Now, specifically within this debate, this recent ruling has not overturned Roe v Wade. In that case, I suppose that "stare decisis et non quieta movere" is apropos. Our Chief Justice made that quite clear during his confirmation grilling..er..hearings. I do not foresee a overturning of that ruling. Though I would applaud that the legalized slaughter and murder of babies is over, it should be the will of the people, not a panel of judges. And as Kiersten stated, this should left up to individual states to decide.

Lastly, in regards to the Republican part becoming the Pro-Life party, I do chide many in my party for being "one-issue" minded. (Otherwise, voting or not voting for someone because they are for or against abortion.) The same can be said for the Democrats who voted in a majority congress because they were all against the war. People were not thinking, just voting completely on emotion. There are many who will not consider Guiliani because he is pro-choice. That is stupid.

Anyhow, I digress.... Emotion is the biggie though, and that is at the crux of the abortion debate. Politics becomes foolish and dangerous when emotions drain all energy from logic and reason.

 
At 22 April, 2007 20:29, Blogger Torsten Pedersen said...
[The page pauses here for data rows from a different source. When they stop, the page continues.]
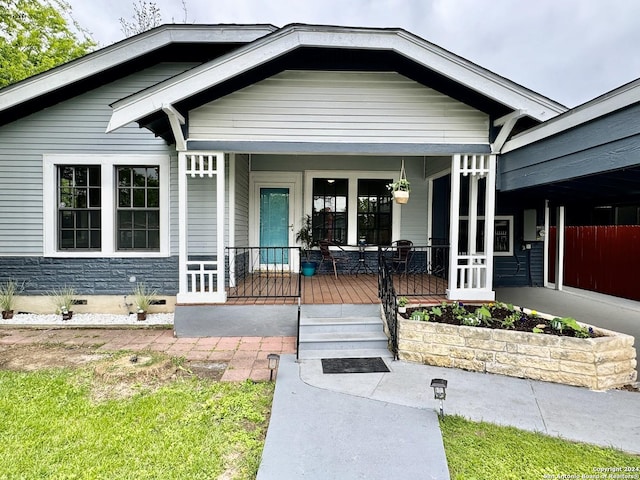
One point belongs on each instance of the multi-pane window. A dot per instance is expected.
(329, 218)
(138, 208)
(374, 211)
(79, 207)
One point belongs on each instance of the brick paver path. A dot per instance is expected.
(246, 357)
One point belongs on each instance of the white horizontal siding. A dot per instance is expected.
(354, 107)
(74, 126)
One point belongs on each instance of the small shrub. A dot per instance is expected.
(8, 291)
(143, 297)
(62, 299)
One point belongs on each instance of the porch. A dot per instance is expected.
(346, 289)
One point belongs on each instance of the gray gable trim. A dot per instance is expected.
(150, 101)
(338, 148)
(606, 104)
(124, 51)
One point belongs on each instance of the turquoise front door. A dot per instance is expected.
(274, 225)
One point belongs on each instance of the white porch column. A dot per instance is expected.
(545, 257)
(202, 278)
(560, 248)
(471, 272)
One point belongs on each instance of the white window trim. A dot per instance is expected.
(108, 200)
(352, 197)
(511, 239)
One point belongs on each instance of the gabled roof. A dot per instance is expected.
(621, 97)
(171, 42)
(496, 92)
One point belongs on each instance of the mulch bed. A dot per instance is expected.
(499, 312)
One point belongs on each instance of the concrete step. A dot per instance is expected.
(343, 341)
(306, 354)
(340, 310)
(341, 324)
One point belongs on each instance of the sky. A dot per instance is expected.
(568, 50)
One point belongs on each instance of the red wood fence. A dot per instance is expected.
(603, 259)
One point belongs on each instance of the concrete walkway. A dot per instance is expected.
(319, 433)
(384, 425)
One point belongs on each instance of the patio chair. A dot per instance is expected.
(329, 256)
(402, 257)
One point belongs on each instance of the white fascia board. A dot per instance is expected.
(278, 43)
(615, 100)
(121, 52)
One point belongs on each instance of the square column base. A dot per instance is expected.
(475, 294)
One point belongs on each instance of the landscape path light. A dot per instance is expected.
(439, 386)
(274, 360)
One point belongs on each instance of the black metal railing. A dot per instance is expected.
(418, 271)
(387, 295)
(263, 272)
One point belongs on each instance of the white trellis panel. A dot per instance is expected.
(201, 281)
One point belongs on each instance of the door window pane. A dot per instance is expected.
(329, 218)
(374, 211)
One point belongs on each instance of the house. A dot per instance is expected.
(187, 157)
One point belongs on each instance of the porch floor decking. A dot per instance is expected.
(325, 289)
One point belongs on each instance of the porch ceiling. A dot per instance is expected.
(608, 188)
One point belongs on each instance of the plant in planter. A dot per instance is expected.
(8, 292)
(143, 298)
(402, 304)
(62, 299)
(304, 237)
(400, 190)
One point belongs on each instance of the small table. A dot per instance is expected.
(362, 262)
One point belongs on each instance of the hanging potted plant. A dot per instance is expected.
(402, 304)
(401, 188)
(143, 298)
(304, 237)
(8, 291)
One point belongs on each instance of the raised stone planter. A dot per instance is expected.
(597, 363)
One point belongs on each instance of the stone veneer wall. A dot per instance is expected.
(596, 363)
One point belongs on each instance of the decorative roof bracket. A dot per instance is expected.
(176, 120)
(507, 122)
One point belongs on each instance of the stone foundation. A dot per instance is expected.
(597, 363)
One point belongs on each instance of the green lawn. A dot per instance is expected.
(53, 426)
(482, 451)
(187, 429)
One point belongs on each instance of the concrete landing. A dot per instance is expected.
(320, 434)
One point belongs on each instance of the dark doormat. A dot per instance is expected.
(354, 365)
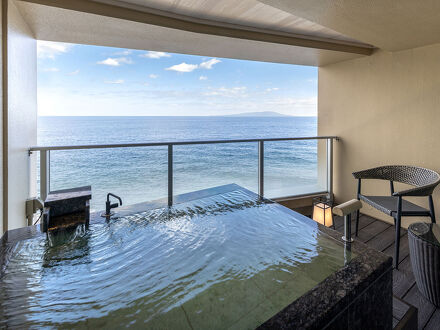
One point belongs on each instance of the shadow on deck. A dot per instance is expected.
(380, 236)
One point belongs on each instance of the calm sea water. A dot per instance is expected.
(225, 260)
(140, 174)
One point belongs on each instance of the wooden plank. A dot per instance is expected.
(383, 240)
(434, 321)
(403, 278)
(399, 308)
(206, 26)
(364, 220)
(404, 248)
(372, 230)
(424, 307)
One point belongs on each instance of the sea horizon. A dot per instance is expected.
(140, 174)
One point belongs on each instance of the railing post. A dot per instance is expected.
(170, 175)
(261, 168)
(330, 168)
(44, 173)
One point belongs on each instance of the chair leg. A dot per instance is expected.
(357, 222)
(397, 243)
(431, 209)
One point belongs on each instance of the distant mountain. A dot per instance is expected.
(259, 114)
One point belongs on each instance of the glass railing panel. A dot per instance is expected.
(209, 165)
(294, 168)
(135, 174)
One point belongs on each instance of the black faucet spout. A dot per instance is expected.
(109, 206)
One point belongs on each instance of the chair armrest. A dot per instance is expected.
(364, 174)
(417, 191)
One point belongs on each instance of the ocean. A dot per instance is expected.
(140, 174)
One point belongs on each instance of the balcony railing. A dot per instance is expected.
(45, 152)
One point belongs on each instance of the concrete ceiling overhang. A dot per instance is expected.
(391, 25)
(105, 23)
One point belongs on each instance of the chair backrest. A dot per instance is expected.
(412, 175)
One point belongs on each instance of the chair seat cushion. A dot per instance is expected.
(388, 205)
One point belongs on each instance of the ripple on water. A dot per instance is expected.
(143, 265)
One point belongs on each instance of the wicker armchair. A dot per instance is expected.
(424, 182)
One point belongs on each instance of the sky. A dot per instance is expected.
(83, 80)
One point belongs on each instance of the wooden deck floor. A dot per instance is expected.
(380, 235)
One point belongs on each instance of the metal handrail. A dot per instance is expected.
(175, 143)
(45, 158)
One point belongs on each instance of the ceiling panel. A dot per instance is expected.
(387, 24)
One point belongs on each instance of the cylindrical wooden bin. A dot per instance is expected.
(424, 249)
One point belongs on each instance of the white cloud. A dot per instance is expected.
(118, 81)
(50, 69)
(124, 52)
(115, 61)
(183, 67)
(208, 64)
(49, 49)
(227, 92)
(155, 55)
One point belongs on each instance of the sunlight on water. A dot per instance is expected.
(228, 259)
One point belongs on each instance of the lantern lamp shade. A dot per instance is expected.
(322, 213)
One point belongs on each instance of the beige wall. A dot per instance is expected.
(386, 109)
(22, 114)
(1, 126)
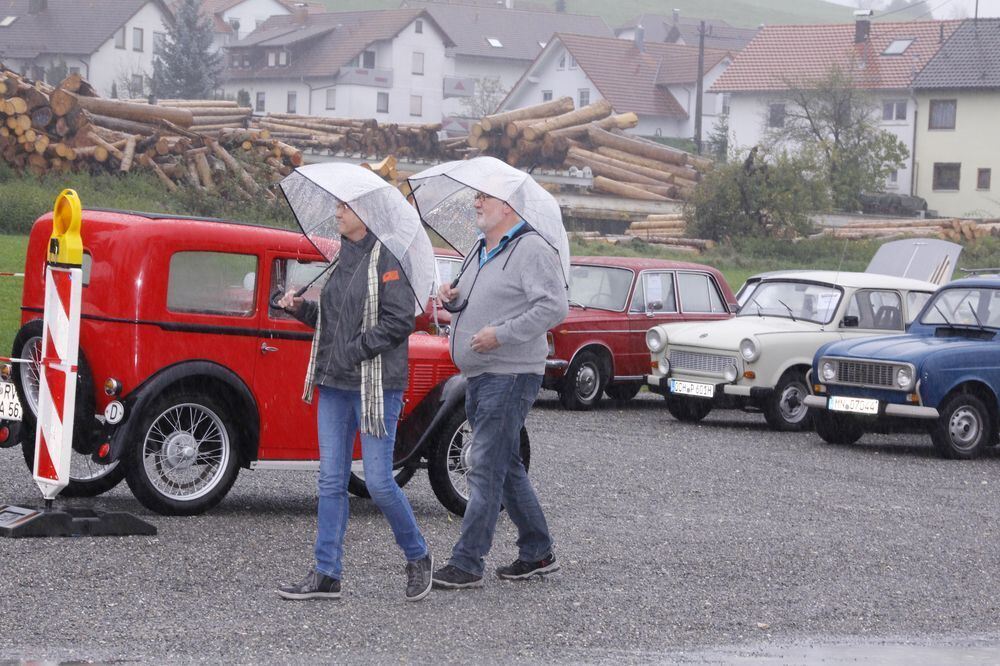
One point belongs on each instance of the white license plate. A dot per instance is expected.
(10, 406)
(839, 403)
(692, 388)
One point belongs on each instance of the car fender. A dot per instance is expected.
(452, 394)
(136, 401)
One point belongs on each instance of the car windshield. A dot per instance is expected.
(977, 306)
(600, 287)
(794, 300)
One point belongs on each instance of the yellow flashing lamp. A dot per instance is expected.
(65, 246)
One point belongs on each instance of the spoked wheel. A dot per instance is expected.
(785, 409)
(450, 462)
(86, 477)
(187, 459)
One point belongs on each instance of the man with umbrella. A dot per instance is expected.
(511, 291)
(358, 362)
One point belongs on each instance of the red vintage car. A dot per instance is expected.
(601, 346)
(188, 373)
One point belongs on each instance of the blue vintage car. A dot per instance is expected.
(944, 371)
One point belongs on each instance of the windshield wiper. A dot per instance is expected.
(790, 313)
(978, 320)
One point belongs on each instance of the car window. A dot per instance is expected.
(965, 307)
(915, 301)
(795, 300)
(699, 293)
(212, 283)
(879, 310)
(601, 287)
(655, 293)
(294, 274)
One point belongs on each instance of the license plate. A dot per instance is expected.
(839, 403)
(10, 406)
(692, 388)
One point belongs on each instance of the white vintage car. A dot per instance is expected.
(759, 358)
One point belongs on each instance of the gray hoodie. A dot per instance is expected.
(342, 344)
(522, 292)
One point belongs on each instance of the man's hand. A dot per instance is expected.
(290, 302)
(485, 340)
(446, 293)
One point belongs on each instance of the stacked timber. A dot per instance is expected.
(68, 127)
(956, 230)
(669, 230)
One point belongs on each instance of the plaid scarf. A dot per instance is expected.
(372, 399)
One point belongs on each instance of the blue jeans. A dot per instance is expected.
(338, 417)
(497, 406)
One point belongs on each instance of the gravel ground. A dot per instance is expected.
(720, 542)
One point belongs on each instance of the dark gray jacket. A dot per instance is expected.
(342, 344)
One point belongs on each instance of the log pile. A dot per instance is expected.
(554, 134)
(948, 229)
(670, 231)
(47, 129)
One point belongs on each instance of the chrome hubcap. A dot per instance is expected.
(964, 427)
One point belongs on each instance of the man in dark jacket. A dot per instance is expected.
(359, 363)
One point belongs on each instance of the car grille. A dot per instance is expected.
(699, 362)
(865, 374)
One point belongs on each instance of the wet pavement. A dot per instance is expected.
(716, 543)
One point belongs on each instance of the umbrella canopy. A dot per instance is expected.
(445, 198)
(314, 191)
First, let me reformulate my position on IVF. I'm not certain its morally wrong and I don't want to critize anyone who choose this treatment for infertility. However, personally I think it is very problematic.

Yes, at the moment 'stare decisis' is the position of the court concerning Roe v. Wade, and I wouldn't be surprise if the court actually tired to avoid having to revisiting this decision. However, the court is close to being willing to reconsider and overturn Roe.

 
At 23 April, 2007 15:05, Anonymous Kiersten said...

While I don't think that we will ever agree on activist judges, I found your points about the republican party very interesting. This next presidential election going to be a very fascinating. It was no surprise that that all the presidential candidates on each of their respective sides came out for or against the court's decision.

On the republican side, there doesn't seem to be a candidate that the religious conservatives are happy with. Whether it be about abortion or just that they are not happy with the candidate's religion. Since I would say they make up about 25 percent of the party, it will be interesting to see what they decide.